Beside other errors it also shows this error message on my system:

==27174==    at 0x4C26C09: memalign (in /usr/lib64/valgrind/vgpreload_memcheck-amd64-linux.so)
==27174==    by 0x4C26CB9: posix_memalign (in /usr/lib64/valgrind/vgpreload_memcheck-amd64-linux.so)
==27174==    by 0xBA8967F: ??? (in /usr/lib64/libglib-2.0.so.0.2400.2)
==27174==    by 0xBA89E9D: g_slice_alloc (in /usr/lib64/libglib-2.0.so.0.2400.2)
==27174==    by 0xBA89F86: g_slice_alloc0 (in /usr/lib64/libglib-2.0.so.0.2400.2)
==27174==    by 0xC204847: g_type_create_instance (in /usr/lib64/libgobject-2.0.so.0.2400.2)
==27174==    by 0xC1EB8A5: ??? (in /usr/lib64/libgobject-2.0.so.0.2400.2)
==27174==    by 0xC1ECE5D: g_object_newv (in /usr/lib64/libgobject-2.0.so.0.2400.2)
==27174==    by 0xC1ED494: g_object_new (in /usr/lib64/libgobject-2.0.so.0.2400.2)
==27174==    by 0x72A495F: ??? (in /usr/lib64/qt4/libQtGui.so.4.6.3)
==27174==    by 0x72A0D4F: ??? (in /usr/lib64/qt4/libQtGui.so.4.6.3)
==27174==    by 0x7289264: QGtkStyle::QGtkStyle() (in /usr/lib64/qt4/libQtGui.so.4.6.3)
==27174==    by 0x7215DB6: QStyleFactory::create(QString const&) (in /usr/lib64/qt4/libQtGui.so.4.6.3)
==27174==    by 0x6F5B7FC: QApplication::style() (in /usr/lib64/qt4/libQtGui.so.4.6.3)
==27174==    by 0x6F61DFF: QApplicationPrivate::initialize() (in /usr/lib64/qt4/libQtGui.so.4.6.3)
==27174==    by 0x6F61E88: QApplicationPrivate::construct(_XDisplay*, unsigned long, unsigned long) (in /usr/lib64/qt4/libQtGui.so.4.6.3)
==27174==    by 0x6F61FF3: QApplication::QApplication(_XDisplay*, int&, char**, unsigned long, unsigned long, int) (in /usr/lib64/qt4/libQtGui.so.4.6.3)
==27174==    by 0x44BC38: TrustedMain (main.cpp:371)
==27174==    by 0x44C649: main (main.cpp:651)

If you analyze the backtrace, you see that something in libQtGui is leaking memory. I don’t want to blame someone for it or make a statement if this is right or wrong, I just want to get rid of it, to be able to easily spot errors VirtualBox itself produce. To do so, add --gen-suppressions=all to the Valgrind call.

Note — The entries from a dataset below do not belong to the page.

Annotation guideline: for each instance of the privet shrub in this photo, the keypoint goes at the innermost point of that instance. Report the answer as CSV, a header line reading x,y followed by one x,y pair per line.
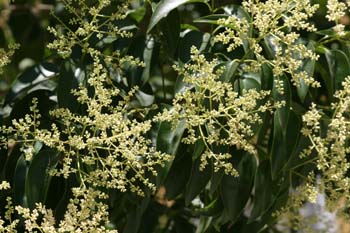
x,y
176,116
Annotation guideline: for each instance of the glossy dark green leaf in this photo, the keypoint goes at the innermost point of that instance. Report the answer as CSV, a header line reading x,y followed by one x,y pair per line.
x,y
264,189
279,152
68,80
189,39
35,78
170,27
198,180
163,9
284,144
198,149
182,224
168,138
249,81
134,216
179,173
211,19
231,68
19,181
147,59
214,208
216,181
338,65
236,190
38,178
308,66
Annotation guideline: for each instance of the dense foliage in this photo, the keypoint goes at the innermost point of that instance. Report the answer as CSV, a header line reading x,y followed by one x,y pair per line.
x,y
172,115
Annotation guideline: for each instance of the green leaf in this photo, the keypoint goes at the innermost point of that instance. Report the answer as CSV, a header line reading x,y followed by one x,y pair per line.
x,y
19,182
198,181
211,19
192,38
32,79
199,147
266,77
339,66
214,208
308,66
179,173
231,68
68,80
170,28
134,216
284,142
236,190
265,191
163,9
168,138
38,178
249,81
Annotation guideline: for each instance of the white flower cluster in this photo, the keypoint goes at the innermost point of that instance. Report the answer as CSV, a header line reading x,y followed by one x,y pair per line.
x,y
276,21
215,113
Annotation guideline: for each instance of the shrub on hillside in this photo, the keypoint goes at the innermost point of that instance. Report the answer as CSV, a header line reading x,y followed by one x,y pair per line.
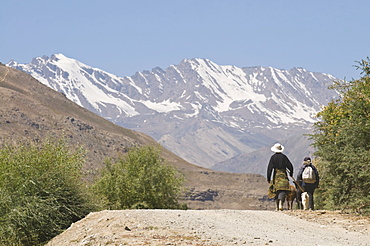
x,y
343,148
41,192
141,179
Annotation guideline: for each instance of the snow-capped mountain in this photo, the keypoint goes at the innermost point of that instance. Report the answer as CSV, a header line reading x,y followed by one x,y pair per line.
x,y
201,111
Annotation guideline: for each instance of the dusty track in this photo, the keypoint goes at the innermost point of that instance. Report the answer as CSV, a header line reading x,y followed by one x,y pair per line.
x,y
216,227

This will produce something similar like this:

{
 Memcheck:Leak
 fun:memalign
 fun:posix_memalign
 obj:/usr/lib64/libglib-2.0.so.0.2400.2
 fun:g_slice_alloc
 fun:g_slice_alloc0
 fun:g_type_create_instance
 obj:/usr/lib64/libgobject-2.0.so.0.2400.2
 fun:g_object_newv
 fun:g_object_new
 obj:/usr/lib64/qt4/libQtGui.so.4.6.3
 obj:/usr/lib64/qt4/libQtGui.so.4.6.3
 fun:_ZN9QGtkStyleC1Ev
 fun:_ZN13QStyleFactory6createERK7QString
 fun:_ZN12QApplication5styleEv
 fun:_ZN19QApplicationPrivate10initializeEv
 fun:_ZN19QApplicationPrivate9constructEP9_XDisplaymm
 fun:_ZN12QApplicationC1EP9_XDisplayRiPPcmmi
 fun:TrustedMain
 fun:main
}

To let Valgrind ignore this error in the future, copy the text into a file vbox.supp and start Valgrind with --suppressions=vbox.supp. Viola, this specific error isn’t shown anymore. The format used there is easy to understand and you can of course tweak this much more. E.g. you could replace some of the fun: entries by “...“. This is a placeholder for one or more functions calls with any name. Beside making suppression rules more general you can of course add as much as you like. Adding a name at the top make it easy to identify the different rules. For all the possibilities have a look at the documentation. Just for the curious, Valgrind is using such a file itself. Have a look at /usr/lib/valgrind/default.supp. You may also have noted that the function names in the normal error message differ from the one in the suppression list. The former is in the demangled form and the later in the saved form. You could force Valgrind to print mangled function names by adding the --demangle=no parameter to the call. This becomes handy if you manually create suppression lists.

Conclusion

By using suppression rules for the own application, unimportant errors could be eliminated in the output of Valgrind. With this is in mind there is no excuse anymore for memory leaks in the self developed applications. Beside memory leaks, Valgrind also finds places where uninitialized variables are in use or where memory is used which isn’t allocated by the application. Also these tests could be filtered out by suppression rules.